About

Ed Clark (1911–2000) was a quintessential and prolific American photojournalist. Born in Bedford County, Tennessee, Clark began assisting staff photographers at the Nashville Tennessean in 1929 at age 18, and went on to work full-time for the paper until 1942. He was approached by Life in 1936, its inaugural year, and began his long tenure with the magazine in 1942, where he eventually worked alongside Gordon Parks. In his work for Life over the next two decades, Clark held posts in Nashville, Paris, Los Angeles, and Washington, D.C. Enormously talented and versatile, he was given a wide range of assignments, from political figures and events to Hollywood’s celebrities to charming human interest stories. Working in both the United States and Europe, he covered some of the most important subjects of his time. Clark recorded the Nuremberg war crimes trials; the postwar rebuilding of Germany and France; the people and arts of the Soviet Union in 1955 (as one of the first American photographers admitted in decades); the campaigns and administration of President Dwight D. Eisenhower; the struggle for civil rights throughout the American South; and the rise of John F. Kennedy from senator to president. Clark’s full-time position with Life ended in late 1961, as a result of broad budget cuts. By that time, Clark had discovered that his eyesight was failing. This condition was remedied by surgery about twenty years later, and Clark returned to making photographs in his later years. He died in 2000, at his home in Sarasota, Florida, at the age of 88.

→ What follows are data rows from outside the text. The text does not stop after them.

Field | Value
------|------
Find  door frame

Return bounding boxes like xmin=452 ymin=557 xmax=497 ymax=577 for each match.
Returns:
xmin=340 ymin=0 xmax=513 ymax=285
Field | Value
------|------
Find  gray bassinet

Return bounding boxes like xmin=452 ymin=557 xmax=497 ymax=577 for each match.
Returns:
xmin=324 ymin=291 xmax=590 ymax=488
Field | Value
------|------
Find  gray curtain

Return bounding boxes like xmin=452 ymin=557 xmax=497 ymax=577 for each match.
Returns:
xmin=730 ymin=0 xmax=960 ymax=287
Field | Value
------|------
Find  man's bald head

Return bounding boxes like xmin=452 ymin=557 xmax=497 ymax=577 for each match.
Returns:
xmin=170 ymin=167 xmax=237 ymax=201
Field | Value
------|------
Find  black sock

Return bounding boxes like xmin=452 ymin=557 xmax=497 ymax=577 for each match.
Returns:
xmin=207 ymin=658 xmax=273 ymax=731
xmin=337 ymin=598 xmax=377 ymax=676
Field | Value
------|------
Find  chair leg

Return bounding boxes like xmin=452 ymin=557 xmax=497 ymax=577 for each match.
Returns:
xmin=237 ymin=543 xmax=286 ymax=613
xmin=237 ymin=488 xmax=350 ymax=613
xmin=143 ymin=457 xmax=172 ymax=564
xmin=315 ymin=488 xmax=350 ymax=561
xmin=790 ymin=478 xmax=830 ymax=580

The Ed Clark archive includes more than 10,000 prints, negatives, contact sheets, and color transparencies. It also includes voluminous personal scrapbooks with tear sheets, newspaper clippings, telegrams and letters, passports, visas, ID badges, and more. These images and artifacts offer a rich perspective on Clark’s career. They give a sense not only of his published images, but also of his personal and professional contacts, the logistics of travel and access, and his own renown as a public figure.